I am a wedding photographer. A normal day is 10 to 14 hours of running around. When I returned to work it was hard to breath and the near 100 degree temps and humidity didn’t help much. The first couple weeks my heart rate would sky rocket and every time I felt a pain in my leg or chest I wondered if I should go back to the ER. I actually developed a little anxiety. Funny to think how much mental prep I do for ultra marathons then my brain actually convinced me of a problem that didn’t exist. That said, anxiety sucks. I would have sworn my heart was racing in the 140s-150s but sure enough I took my pulse and it was 60 or lower.

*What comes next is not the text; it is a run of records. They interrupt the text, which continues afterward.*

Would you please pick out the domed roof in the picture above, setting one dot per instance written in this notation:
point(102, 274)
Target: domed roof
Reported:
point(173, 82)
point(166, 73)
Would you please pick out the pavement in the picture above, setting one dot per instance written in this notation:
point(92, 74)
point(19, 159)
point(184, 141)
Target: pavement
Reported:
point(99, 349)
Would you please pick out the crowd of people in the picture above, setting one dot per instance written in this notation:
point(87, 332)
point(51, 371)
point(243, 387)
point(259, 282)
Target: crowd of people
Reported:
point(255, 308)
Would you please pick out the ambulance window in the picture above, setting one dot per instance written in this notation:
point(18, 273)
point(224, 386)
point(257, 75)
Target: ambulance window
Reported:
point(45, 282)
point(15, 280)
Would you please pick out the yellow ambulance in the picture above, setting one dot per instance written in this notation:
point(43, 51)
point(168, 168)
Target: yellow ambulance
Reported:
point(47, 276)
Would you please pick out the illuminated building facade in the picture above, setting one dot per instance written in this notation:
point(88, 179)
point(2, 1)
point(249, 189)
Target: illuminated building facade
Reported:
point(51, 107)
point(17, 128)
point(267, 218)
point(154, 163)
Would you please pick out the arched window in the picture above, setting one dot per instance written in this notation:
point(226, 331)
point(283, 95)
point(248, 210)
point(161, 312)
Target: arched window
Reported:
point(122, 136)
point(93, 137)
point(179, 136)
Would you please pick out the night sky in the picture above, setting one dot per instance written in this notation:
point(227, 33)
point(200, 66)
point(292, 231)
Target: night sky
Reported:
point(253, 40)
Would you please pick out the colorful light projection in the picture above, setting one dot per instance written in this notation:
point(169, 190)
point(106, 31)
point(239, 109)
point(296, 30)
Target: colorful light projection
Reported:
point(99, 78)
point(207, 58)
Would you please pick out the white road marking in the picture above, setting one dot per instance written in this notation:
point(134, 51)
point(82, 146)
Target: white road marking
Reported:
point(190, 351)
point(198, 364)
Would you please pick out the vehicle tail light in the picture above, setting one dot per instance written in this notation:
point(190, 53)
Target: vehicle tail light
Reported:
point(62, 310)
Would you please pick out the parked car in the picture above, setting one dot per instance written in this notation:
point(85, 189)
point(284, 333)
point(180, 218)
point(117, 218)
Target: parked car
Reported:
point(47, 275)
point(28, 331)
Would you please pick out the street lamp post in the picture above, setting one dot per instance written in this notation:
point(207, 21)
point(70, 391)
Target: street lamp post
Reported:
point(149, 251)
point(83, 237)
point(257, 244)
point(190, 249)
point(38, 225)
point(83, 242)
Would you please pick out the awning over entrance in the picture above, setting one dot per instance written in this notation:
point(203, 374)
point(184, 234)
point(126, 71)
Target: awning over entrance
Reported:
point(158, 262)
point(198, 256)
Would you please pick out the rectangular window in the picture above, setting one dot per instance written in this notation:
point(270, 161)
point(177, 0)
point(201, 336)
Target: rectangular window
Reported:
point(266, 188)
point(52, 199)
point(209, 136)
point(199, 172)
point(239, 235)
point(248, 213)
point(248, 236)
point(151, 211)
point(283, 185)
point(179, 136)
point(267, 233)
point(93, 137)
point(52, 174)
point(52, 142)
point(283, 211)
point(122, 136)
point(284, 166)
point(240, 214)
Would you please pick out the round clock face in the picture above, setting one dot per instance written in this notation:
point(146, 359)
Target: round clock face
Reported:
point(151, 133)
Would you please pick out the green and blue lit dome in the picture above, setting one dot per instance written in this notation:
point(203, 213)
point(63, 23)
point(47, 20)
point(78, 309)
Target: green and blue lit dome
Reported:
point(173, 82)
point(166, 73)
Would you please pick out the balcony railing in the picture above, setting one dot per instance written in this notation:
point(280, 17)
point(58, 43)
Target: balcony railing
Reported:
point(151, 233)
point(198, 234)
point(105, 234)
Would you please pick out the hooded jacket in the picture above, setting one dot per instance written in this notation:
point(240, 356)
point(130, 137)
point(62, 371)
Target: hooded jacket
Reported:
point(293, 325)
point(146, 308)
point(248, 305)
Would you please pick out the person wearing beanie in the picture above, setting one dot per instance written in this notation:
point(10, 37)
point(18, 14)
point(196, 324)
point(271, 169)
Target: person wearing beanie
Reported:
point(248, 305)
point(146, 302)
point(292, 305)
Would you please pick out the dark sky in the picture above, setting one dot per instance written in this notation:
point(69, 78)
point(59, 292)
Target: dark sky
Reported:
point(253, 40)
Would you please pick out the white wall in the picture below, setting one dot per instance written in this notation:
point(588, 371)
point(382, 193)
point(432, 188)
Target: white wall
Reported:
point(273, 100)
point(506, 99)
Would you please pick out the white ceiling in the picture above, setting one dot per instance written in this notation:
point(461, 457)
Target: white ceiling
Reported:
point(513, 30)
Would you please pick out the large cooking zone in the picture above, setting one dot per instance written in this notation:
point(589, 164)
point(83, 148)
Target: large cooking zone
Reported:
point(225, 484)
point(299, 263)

I tried running a few days after I got home from the hospital. 1 mile in 15 minutes. Realizing there was no way I could run I took 4 months off. I spent some time in the gym but that was almost as hard. My heart rate would hit 175 or higher lifting. I had to take breaks to catch my breath. I’ll never forget the day an old lady was walking by with her walker and looked over at me trying to catch my breath. I’m pretty sure she was taunting me as she mimicked my breathing. I had to laugh. I also made some new 80+ year old friends in the locker room. We traded a lot of stories about Coumadin and compression stockings.
I finally started training again in January 2012 almost 6 months after a week in the hospital. I started with one mile at a time on the treadmill and worked my way back up to 26.2. I actually started with walking. Training was frustrating. I was minutes per mile slower than previous years. It took me a while to come to terms that recovery was going to take longer than I thought. In fact it took me about three years to finally feel normal again.
Running is a constant reminder that I can go past previous barriers and push on. It also helped give me a goal to focus on after blood clots. It can be pretty easy to let depression and anxiety take over when recovering. I want to show people that you may be stuck in a terrible place in your life but you can make it through. I hope people will hear my story and find hope and motivation.
2014 was my 3 year anniversary from surviving blood clots. 1 in 3 die from PEs (blood clots in chest). I ran 2,111 miles this year which included my 20th marathon, 3rd 50 mile race and 1st 100 mile race.